Kathy Ireland might have retired from her work on the runway, but the longtime supermodel isn’t done advocating for those within the industry — especially after years of working for people and brands who encouraged her to “shut up and pose.”
The 57-year-old tells Yahoo Life about her experience working within the industry when it was extremely limited, and how that helped to shape the way she would go on to use her voice and her brand in the future. “It was frustrating to me, and my girlfriends used to give me a hard time and they’d say, ‘We’re not gonna spend our money on a magazine to look at pictures of skinny, retouched women wearing clothes we can’t afford. But when you have your own business, your own brand, keep it real,’” she recalls. “And I always remembered that.”
After launching her namesake brand, Ireland says that the first model she used was her mother. “I love representing every shape, size, color and age,” she says. And although “undue pressure” within the modeling industry remains, Ireland feels hopeful about the changes that she’s already seen.

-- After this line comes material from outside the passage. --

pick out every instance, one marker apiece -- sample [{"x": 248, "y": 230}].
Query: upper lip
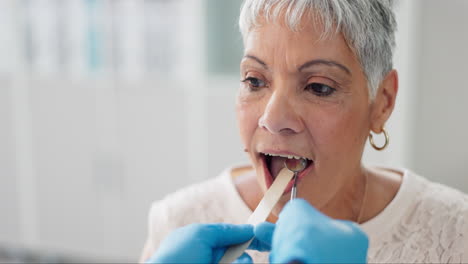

“One of the positives that I’ve experienced in the fashion industry is more inclusion, and I love that,” she says. “To see that reflected physically in the modeling industry, I think it’s beautiful and it’s encouraging and it’s needed.”
Ireland expresses that she’s also an advocate for models feeling comfortable to use their voices when it comes to sticking up for themselves and their values. “Know what you stand firm on and what you’re willing to walk away from,” she says. “Figure out your values. For me, it’s my faith, it’s my family and then being of service through the work.”
With her platform, Ireland has not only started a brand that is now all encompassing of clothing, real estate, diamonds and swimwear, but she’s also dedicated her time to causes that she is most passionate about, including the National Pediatric Cancer Foundation. Serving as the foundation’s International Youth Chair, Ireland participates in a number of fundraising events, such as the upcoming Halloween Funds the Cure campaign, encouraging people to help children in their fight against cancer.
“I don't think any of us have not been touched by cancer, and childhood cancer. It’s devastating,” she says, noting that although Halloween has certainly been impacted by the pandemic this year, the event is “empowering kids to scare cancer away.”
As for the work that she continues to do on her own brand, Ireland says that it’s all about encouraging people to “really embrace your own beauty.”